Before moving to the validation section, we briefly consider the current state of the field in relation to practical application. The ability to measure tissue haemodynamics and haemodynamic responses to stimuli is important for many clinical and pre-clinical problems, including brain pathology and tumour detection/characterization. Diffuse optical tomographic (DOT) and spectroscopic (DOS/NIRS) methods have been demonstrated to measure tissue blood volume, blood oxygenation and changes thereof, in both research and clinical settings.
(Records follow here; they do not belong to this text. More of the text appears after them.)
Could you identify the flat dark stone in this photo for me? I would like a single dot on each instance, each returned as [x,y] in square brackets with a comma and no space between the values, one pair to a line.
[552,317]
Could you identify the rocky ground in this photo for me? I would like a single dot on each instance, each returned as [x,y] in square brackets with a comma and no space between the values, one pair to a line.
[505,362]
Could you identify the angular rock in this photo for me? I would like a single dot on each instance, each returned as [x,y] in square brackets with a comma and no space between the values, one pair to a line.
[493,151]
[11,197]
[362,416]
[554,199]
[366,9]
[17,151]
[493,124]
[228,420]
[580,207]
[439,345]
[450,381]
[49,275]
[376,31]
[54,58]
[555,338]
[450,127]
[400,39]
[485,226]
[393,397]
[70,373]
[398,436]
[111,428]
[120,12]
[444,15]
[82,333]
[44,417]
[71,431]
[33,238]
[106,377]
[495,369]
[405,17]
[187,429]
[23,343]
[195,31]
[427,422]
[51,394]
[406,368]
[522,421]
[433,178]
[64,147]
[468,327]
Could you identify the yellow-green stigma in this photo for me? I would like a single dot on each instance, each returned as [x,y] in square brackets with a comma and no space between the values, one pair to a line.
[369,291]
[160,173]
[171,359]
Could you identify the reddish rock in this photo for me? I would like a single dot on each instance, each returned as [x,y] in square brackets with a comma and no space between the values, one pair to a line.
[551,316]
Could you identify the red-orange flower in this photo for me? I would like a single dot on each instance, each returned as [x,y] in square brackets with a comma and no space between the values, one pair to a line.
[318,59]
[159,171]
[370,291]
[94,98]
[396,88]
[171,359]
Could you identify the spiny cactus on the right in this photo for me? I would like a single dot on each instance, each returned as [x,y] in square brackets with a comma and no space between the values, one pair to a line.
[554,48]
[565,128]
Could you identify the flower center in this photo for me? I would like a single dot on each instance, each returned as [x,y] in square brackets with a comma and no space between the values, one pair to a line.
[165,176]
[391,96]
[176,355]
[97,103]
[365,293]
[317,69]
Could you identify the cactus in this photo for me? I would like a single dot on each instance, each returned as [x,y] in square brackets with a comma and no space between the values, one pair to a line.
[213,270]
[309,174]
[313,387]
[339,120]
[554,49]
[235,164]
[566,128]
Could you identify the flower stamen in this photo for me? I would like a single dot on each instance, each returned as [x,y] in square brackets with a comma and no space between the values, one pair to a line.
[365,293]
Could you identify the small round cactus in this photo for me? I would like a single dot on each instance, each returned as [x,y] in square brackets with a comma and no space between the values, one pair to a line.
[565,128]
In some cases, one can obtain information about blood flow with DOS, but this information is derived indirectly [
56,
57]. The development of DCS now enables clinicians to measure several haemodynamic parameters independently with non-invasive optical probes (i.e. haemoglobin concentrations by DOS/NIRS and
blood flow by DCS). This development opens up the possibility for monitoring
oxygen metabolism. Furthermore, even without the benefit of DOS/NIRS, DCS can provide important information about microvascular blood flow that is often of interest in its own right. Translation of DCS methods into the clinic holds potential for spectacular future pay-offs. Thus, although our microscopic understanding of tissue DCS signals is incomplete, it remains worthwhile to push forward to discover the physiological scenarios, wherein DCS can be used fruitfully.